The final thinker is Fenwick himself. His jud­icious selections give the book its thrust and unity. He’s an entrepreneur and a man of letters—the author of three books (the others are The Fragility of Freedom, 2014, and Liberty at Risk, 2016). The Fortunate is a distillation of rich, relevant wisdom. Throughout, there’s nothing dismissive or despairing despite the follies that must be addressed. Fenwick believes in human dignity and this inclines him to kindness. Part of his courtesy is his concision. He’s packed a lot into a slim volume. His book is cleverly arranged to maximise understanding and it’s written in a style that honours the clarity of the original thinkers. Appendices include a series of charts plotting the GDP of various nations to track their progress (or decline) across decades. There’s a recommended reading list to explore further the ideas and writers, together with an extensive bibliography.
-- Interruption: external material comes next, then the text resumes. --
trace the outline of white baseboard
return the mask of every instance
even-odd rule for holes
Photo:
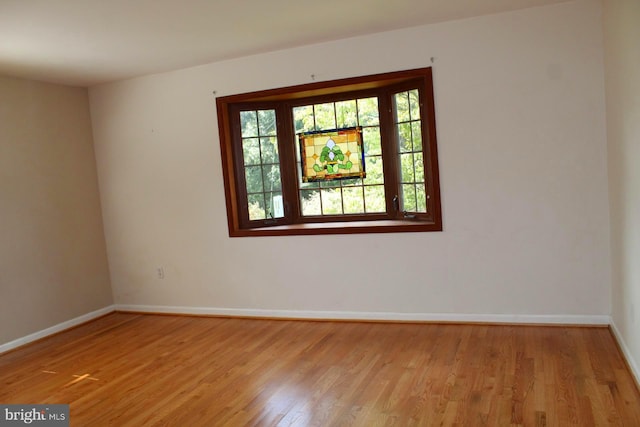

We’re blest to have The Fortunate to remind us of all that has accrued—in politics and philosophy, in industry and in our economy—for our good. The wealth and liberties didn’t just happen; they aren’t an accident of history. They came through the careful work and thought of generations of robust, enterprising people.

The Fortunate: Ten Great Writers Highlight How We Created Free and Affluent Societies
by Peter Francis Fenwick

Connor Court, 2022, 190 pages, $29.95

Gary Furnell, a frequent contributor, wrote the story “The Pelicans Descending” in the December issue. He lives on the New South Wales northern coast.